We can immediately see that the choice of \(\gamma=0.95\) might be too stringent, as the weight is close to 1 even when the observed hazard rate in the current trial is close to historical mean hazard rate. After the initial screen, both \(\gamma=0.9\) and 0.85 appear to be reasonable choices. We recommend further evaluation via simulation studies in real applications. For illustration purposes, we proceed with \(\gamma=0.9\).
Suppose that we observe 32 events in the new trial, the corresponding \(w_{EB}\) is 0.5.
wEB(obj2, 32)
#> [1] 0.5
We can then construct the rMAP prior with the empirical Bayes weight, and derive the posterior distribution. Further Bayesian estimation and inference will be based on the posterior distribution, which is also a weighted mixture of Gamma distributions.
rmap <- robustify(map_hat, weight=0.5, mean=0.38, n=1)
(postmix_rmap <- postmix(rmap, n = adt$TotExp[10] , m = adt$NEvent[10]/adt$TotExp[10]))
#> Univariate Gamma mixture
#> Mixture Components:
#> comp1 comp2 robust
#> w 0.70689137 0.06482092 0.22828771
#> a 39.96557392 34.31299476 32.38000000
#> b 138.98248889 121.36391299 118.60000000
Appendix: Full Data
rdt %>% kbl(caption="Number of Events") %>%
kable_classic(full_width = F, html_font = "Cambria", latex_options = "HOLD_position")

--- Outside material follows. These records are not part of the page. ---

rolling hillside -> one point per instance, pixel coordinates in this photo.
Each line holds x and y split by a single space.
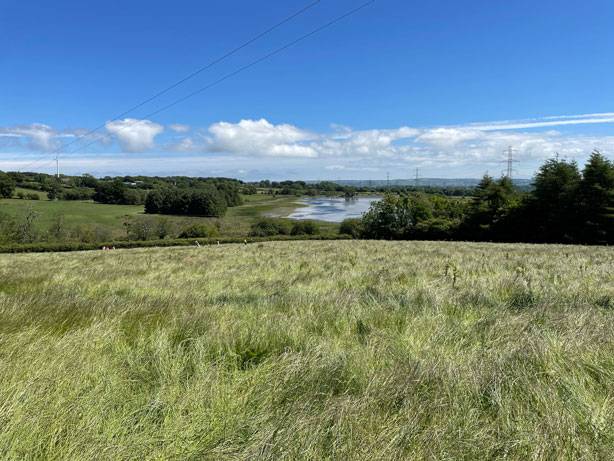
309 350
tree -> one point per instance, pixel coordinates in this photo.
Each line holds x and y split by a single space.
491 204
7 186
389 218
554 207
596 200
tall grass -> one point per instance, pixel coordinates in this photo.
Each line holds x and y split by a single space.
309 350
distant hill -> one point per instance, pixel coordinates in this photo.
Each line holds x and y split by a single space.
433 182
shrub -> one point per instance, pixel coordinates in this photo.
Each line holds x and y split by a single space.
269 226
198 230
7 186
305 228
77 194
201 202
351 226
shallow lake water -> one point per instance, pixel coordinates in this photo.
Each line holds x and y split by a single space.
332 209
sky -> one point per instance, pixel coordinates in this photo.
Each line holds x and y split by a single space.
443 86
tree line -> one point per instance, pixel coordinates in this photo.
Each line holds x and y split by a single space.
565 205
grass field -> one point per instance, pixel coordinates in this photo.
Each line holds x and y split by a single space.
111 218
319 350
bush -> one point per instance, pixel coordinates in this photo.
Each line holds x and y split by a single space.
77 194
269 226
7 186
351 226
174 201
305 228
198 230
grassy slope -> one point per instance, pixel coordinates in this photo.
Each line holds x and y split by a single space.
41 195
236 222
363 350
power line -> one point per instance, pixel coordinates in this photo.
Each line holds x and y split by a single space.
250 65
510 162
189 76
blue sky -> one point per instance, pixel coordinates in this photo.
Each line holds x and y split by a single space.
443 86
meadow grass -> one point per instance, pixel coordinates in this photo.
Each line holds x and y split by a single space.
309 350
111 218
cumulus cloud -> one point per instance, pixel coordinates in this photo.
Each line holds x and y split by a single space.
260 137
475 147
179 128
134 135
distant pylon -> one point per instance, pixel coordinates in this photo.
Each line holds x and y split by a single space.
510 162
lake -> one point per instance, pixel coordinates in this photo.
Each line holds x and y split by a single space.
332 209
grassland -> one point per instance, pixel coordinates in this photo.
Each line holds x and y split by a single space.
110 218
318 350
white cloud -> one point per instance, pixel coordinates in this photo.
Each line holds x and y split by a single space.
261 144
179 128
135 135
261 138
35 136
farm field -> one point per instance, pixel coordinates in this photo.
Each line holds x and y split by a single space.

Interval | Hist1 | Hist2 | Hist3 | Hist4 | Hist5 | Hist6 | Hist7 | Hist8 | Hist9 | Curr |
---|---|---|---|---|---|---|---|---|---|---|
0.00-0.25 | 1 | 9 | 1 | 1 | 5 | 0 | 2 | 0 | 2 | 1 |
0.25-0.50 | 3 | 1 | 3 | 2 | 3 | 6 | 2 | 1 | 0 | 5 |
0.50-0.75 | 3 | 0 | 5 | 2 | 6 | 3 | 5 | 3 | 3 | 17 |
0.75-1.00 | 4 | 10 | 7 | 4 | 2 | 12 | 3 | 4 | 1 | 0 |
1.00-1.25 | 3 | 6 | 9 | 3 | 3 | 8 | 3 | 1 | 4 | 2 |
1.25-1.50 | 0 | 6 | 4 | 1 | 3 | 2 | 3 | 1 | 0 | 7 |
1.50-1.75 | 0 | 5 | 5 | 3 | 0 | 3 | 2 | 4 | 1 | 8 |
1.75-2.08 | 2 | 9 | 10 | 0 | 2 | 2 | 3 | 1 | 1 | 4 |
2.08-2.50 | 0 | 9 | 0 | 0 | 1 | 11 | 3 | 6 | 0 | 0 |
2.50-2.92 | 6 | 3 | 0 | 0 | 1 | 1 | 0 | 0 | 0 | 6 |
2.92-3.33 | 0 | 0 | 3 | 0 | 1 | 0 | 0 | 0 | 0 | 2 |
3.33-4.00 | 0 | 0 | 7 | 0 | 0 | 10 | 0 | 0 | 0 | 0 |
Edt %>% kbl(caption="Total Exposure (in Years)") %>%
kable_classic(full_width = F, html_font = "Cambria", latex_options = "HOLD_position")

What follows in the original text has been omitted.